There are several positive or negative weights have been related to every neurons for execute or prohibit an input with every connection to the artificial neurons. In order to control the performance of the artificial neurons, activation function plays a major role. This artificial neurons assist in collecting input signal through computation of net input signal as a function with its associative weights. The performed input from net input signals to activation functions have calculated the artificial neuron as an output signal which operate various stages in mathematical process whereas the unit numbers are arranged in layer numbers. The single unit is said to be neuron in which the input unit arranged from input layer consumes various inputs from the acquired data. After, the input data is further progressed to hidden layer unit that transform input data into output unit.
Relu is a function and major benefit of Relu activation function and doesn’t activate all neuron simultaneously in which a neuron with negative value have converted into zero or it gets deactivated. Networks become sparse as well as computationally effective as a result. The gradient value of the graphs at the negative side is zero. It suggests that neurons terminate are never stimulated during back propagation. The sigmoid function is utilized to maintain issues with multi-class which maps the value of output from 0 to 1. It works best when utilised in the classifier's output layer. There isn't a guideline that may be used to select the activation function. The characteristics of the issue might assist in choosing a quicker converging network. Certain characteristics are based on the research as the Relu and sigmoid for activation functions.
A procedure called optimization aims to decrease network error. This is essential for increasing the model's accuracy. The optimizer has three different iterations: Adam, SGD, and RMSProp. SGD is iterative gradient descent technique that uses iteration to search for an optimal error.

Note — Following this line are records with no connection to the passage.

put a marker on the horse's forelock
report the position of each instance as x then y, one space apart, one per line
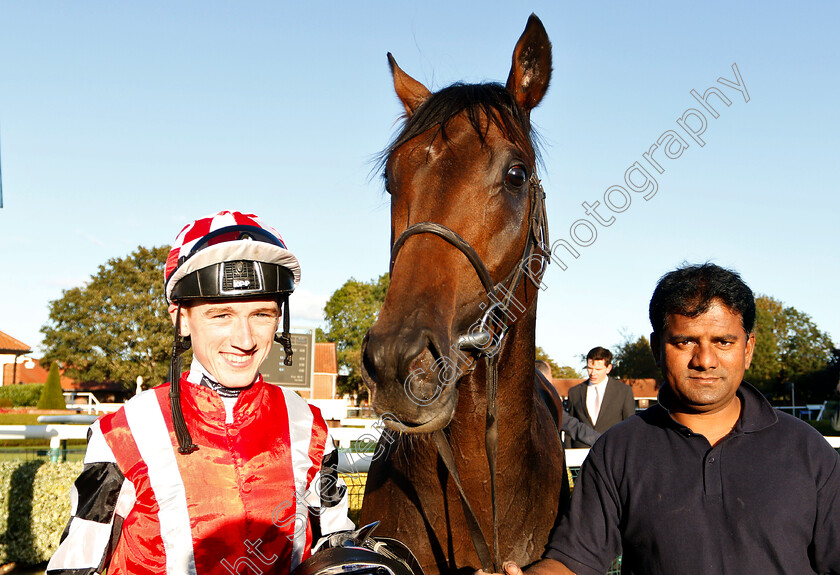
478 101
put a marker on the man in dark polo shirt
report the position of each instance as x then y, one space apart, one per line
712 480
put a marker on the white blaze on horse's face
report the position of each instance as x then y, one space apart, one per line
462 165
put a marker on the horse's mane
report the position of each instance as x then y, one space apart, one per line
478 101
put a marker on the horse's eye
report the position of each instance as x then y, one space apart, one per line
516 177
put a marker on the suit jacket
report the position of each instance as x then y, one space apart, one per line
618 404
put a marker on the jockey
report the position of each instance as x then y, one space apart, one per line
217 470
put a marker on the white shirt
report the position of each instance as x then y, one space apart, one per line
595 398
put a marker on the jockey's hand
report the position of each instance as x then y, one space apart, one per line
509 568
542 567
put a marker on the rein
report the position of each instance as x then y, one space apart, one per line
537 242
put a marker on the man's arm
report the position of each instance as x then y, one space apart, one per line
330 495
629 407
578 430
101 498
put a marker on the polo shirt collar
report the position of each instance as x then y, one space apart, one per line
756 411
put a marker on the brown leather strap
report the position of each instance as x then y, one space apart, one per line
479 541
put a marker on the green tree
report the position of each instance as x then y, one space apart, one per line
557 371
51 396
115 327
349 313
633 359
790 349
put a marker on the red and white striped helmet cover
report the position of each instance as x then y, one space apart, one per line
224 248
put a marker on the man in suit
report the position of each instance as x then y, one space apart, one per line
601 401
571 426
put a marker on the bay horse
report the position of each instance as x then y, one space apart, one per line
473 460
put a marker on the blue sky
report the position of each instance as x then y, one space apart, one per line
120 122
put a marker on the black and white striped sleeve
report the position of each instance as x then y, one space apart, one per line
328 495
100 499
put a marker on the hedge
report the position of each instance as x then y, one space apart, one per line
35 504
22 395
35 508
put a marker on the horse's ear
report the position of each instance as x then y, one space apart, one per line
531 68
410 91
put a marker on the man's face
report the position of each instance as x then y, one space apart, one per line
231 339
597 370
703 358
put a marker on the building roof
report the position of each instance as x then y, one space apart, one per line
325 358
31 372
8 344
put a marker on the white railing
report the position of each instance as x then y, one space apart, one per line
91 405
345 436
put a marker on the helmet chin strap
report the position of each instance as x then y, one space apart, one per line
179 346
285 339
182 344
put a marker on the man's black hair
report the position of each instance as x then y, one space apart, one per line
690 291
600 353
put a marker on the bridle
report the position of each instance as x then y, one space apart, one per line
479 342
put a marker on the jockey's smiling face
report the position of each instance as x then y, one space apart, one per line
231 338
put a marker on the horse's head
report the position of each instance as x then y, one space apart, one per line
461 175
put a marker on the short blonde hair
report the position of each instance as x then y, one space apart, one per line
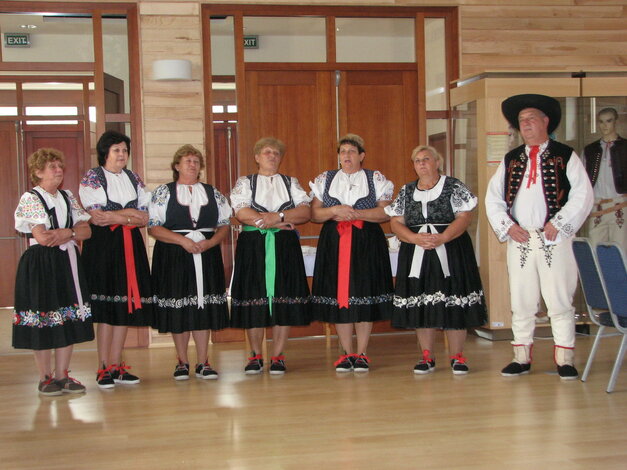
39 159
432 150
271 142
354 140
183 151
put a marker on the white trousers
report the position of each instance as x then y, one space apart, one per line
610 227
550 271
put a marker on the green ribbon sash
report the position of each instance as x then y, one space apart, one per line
270 246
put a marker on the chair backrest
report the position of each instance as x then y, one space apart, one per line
612 269
589 274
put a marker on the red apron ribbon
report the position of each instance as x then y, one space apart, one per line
132 287
345 229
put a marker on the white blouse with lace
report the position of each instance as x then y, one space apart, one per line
349 188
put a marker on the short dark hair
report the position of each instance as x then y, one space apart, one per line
609 111
181 152
105 142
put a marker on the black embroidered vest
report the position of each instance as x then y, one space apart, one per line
259 208
367 202
52 213
555 184
114 206
178 217
439 211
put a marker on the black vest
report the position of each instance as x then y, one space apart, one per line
52 213
114 206
369 201
259 208
178 217
555 184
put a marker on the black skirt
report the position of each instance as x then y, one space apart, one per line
175 291
105 269
249 301
433 301
370 286
47 314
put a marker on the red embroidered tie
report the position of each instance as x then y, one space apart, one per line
132 286
345 229
533 170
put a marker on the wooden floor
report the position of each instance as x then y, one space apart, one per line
315 418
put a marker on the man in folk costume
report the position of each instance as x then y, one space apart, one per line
538 198
606 164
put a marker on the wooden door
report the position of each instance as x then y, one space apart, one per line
11 244
299 107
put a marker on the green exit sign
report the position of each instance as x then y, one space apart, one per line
16 40
251 42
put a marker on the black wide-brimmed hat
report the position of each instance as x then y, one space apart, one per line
513 105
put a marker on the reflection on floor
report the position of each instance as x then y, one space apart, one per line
314 418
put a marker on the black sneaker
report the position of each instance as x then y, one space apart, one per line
361 363
458 365
121 375
345 363
515 368
255 365
181 371
49 387
205 372
567 372
70 384
277 366
426 364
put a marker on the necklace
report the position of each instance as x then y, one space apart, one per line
430 187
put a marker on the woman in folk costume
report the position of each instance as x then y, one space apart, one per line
437 281
116 265
269 287
51 310
352 284
189 219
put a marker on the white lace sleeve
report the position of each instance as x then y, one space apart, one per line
397 208
241 194
299 195
224 209
158 205
384 188
29 213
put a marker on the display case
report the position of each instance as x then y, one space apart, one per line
482 136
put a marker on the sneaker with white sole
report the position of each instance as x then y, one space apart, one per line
121 376
426 364
205 372
181 371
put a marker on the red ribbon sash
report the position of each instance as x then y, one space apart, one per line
533 170
345 229
132 287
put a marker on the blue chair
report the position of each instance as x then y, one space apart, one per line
614 278
594 295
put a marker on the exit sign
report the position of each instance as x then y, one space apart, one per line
16 40
251 42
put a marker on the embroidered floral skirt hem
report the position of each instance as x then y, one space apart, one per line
46 313
176 294
104 260
370 286
433 301
249 301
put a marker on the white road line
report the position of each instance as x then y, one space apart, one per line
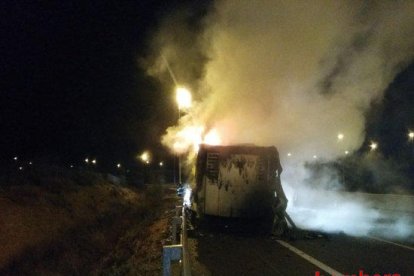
311 259
394 243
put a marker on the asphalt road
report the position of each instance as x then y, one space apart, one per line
228 250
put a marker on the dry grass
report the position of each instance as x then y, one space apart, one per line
72 228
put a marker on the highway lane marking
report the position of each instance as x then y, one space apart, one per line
394 243
310 259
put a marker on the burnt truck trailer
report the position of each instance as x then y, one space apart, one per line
238 181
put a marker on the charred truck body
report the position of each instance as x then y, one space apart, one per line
239 181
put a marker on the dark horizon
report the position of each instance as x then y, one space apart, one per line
72 87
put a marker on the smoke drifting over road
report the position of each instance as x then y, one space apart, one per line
294 74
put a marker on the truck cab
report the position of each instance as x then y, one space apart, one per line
237 181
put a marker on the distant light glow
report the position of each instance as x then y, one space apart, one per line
187 196
183 97
411 135
145 157
212 138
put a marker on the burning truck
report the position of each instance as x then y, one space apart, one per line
240 181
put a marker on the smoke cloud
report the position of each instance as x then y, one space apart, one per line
294 74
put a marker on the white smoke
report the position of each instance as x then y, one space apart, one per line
295 74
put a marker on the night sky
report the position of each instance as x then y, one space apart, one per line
71 85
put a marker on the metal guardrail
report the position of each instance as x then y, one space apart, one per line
177 251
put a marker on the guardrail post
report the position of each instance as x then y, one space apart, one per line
170 253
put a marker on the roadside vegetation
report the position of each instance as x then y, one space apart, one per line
75 222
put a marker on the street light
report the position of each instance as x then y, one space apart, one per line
411 136
183 97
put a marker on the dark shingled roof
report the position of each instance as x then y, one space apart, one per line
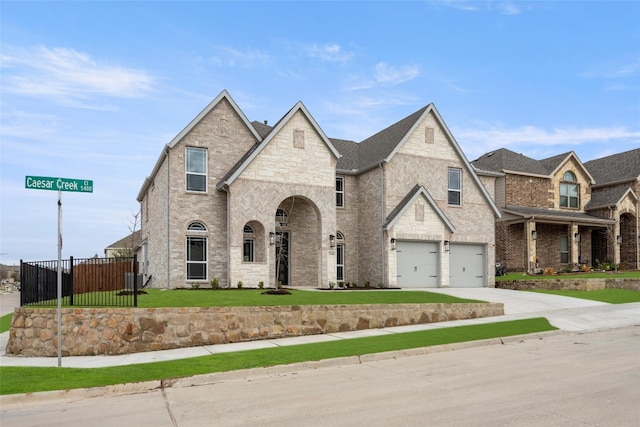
358 157
616 168
563 215
608 197
506 160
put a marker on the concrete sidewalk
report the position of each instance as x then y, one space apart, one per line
567 314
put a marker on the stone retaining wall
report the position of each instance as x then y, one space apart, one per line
92 331
571 284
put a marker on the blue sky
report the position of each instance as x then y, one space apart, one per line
93 90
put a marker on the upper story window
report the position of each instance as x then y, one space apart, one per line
196 169
455 187
569 191
339 191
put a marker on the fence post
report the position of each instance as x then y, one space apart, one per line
22 287
71 279
135 280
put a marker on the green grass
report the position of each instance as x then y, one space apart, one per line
255 297
611 296
589 275
5 322
29 379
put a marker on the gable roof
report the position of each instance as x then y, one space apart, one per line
242 164
507 161
408 200
616 168
165 151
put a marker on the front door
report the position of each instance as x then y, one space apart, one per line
282 257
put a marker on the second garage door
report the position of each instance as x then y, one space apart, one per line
467 266
417 264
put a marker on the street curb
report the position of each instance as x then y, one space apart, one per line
207 379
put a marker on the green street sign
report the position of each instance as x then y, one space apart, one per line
58 184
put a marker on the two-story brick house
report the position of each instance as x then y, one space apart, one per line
554 212
244 201
615 195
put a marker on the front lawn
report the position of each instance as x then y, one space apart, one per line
155 298
628 274
30 379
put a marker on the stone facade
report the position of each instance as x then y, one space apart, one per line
91 331
255 172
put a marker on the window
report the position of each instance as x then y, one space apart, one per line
339 191
455 187
564 249
339 256
569 191
196 251
196 169
248 245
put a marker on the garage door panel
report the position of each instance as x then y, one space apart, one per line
417 264
467 266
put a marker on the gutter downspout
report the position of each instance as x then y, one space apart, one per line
382 212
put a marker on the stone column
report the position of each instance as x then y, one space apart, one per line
532 244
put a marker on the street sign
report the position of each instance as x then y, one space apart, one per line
58 184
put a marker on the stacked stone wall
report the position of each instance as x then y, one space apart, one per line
92 331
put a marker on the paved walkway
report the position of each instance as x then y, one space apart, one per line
567 314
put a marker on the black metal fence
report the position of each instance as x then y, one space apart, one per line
94 282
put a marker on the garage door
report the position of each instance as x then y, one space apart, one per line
467 266
417 264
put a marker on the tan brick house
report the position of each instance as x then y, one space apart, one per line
560 213
245 201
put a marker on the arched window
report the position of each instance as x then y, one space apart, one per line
196 226
196 247
282 218
569 191
248 244
340 256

These models produce predictions in every iteration that follows and predicted results are compared to the predictions. Error is defined as the difference between the projected value and the actual result. The internal parameters of the model as well as the weights of the network are updated using this error. The back propagation algorithm follows this updating process. SGD also finds it challenging to get away from the saddle points. The most popular choices for handling saddle points are AdaGrad, RMSprop, ADAM, and AdaDelta. To modify the gradient with the slop and quicken the SGD, Nesterov accelerating gradient is utilized. Due to its ability to execute more updates for infrequently parameters as well as fewer changes for frequent parameters, AdaGrad outperforms Nesterov accelerated gradient. As a result, SGD becomes faster, more scalable, and more resilient. In order to train ANN, it is utilized and the fundamental disadvantage in AdaGrad optimizer has minimized the model's ability for training through the sequential pattern better. Two optimizers like RMSProp as well as AdaDelta, have been created individually to address the problem with AdaGrad. Moreover, the optimizer like AdaDelta and RMSProp are identical whereas the main difference is AdaDelta which is not fixed as an early learning rate with constant. Adam is an optimizer which incorporate the beneficial features of RMSprop as well as Adadelta. Adam is deemed a good choice since it get improves RMSProp as well as Adadelta. As a result, the optimizers used in this paper are Adam, RMSProp, and SGD.